Following huge debacles and breeches of privacy this year by Facebook, AT&T and Apple in connection with user identities being leaked with the iPad registration, and Google sniffing around WiFi networks, Senate lawmakers are looking at ways to protect user’s identities and address privacy concerns in a hyper-connected cyberworld. Democratic Senator Jay Rockefeller asks if users “fully understand and appreciate what information is being collected about them, and whether or not they are empowered to stop certain practices from taking place.” Lawmakers seem to answer that question with a resounding no as the House is toiling with privacy issues and now the Senate is examining the matter–both houses of the legislature hopes to pass a bill come this Fall.

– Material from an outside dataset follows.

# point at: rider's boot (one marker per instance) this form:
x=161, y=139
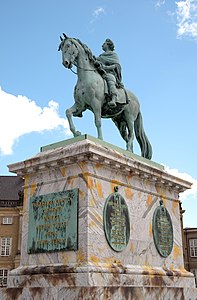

According to the Washington Post, “The legislative proposals add momentum to a push by consumer groups to create stronger federal rules for how companies such as Facebook, Apple, Amazon.com and Google can track user activity and place ads based on that information.” According to FTC Chairman Jon Leibowitz, companies have to do a better job of self-regulating and to create and enforce privacy measures for consumers else they will see a strong push from Congress for official rules. Leibowitz says that current policies used by tech companies do not necessarily protect the consumers, and due to the confusing nature of the language use many consumers don’t read those notices.
As it stands, the Los Angeles Times is reporting that Senator Kerry is working with Democratic Senator Mark Pryor on an online privacy bill, which the two are hoping will get passed early 2011.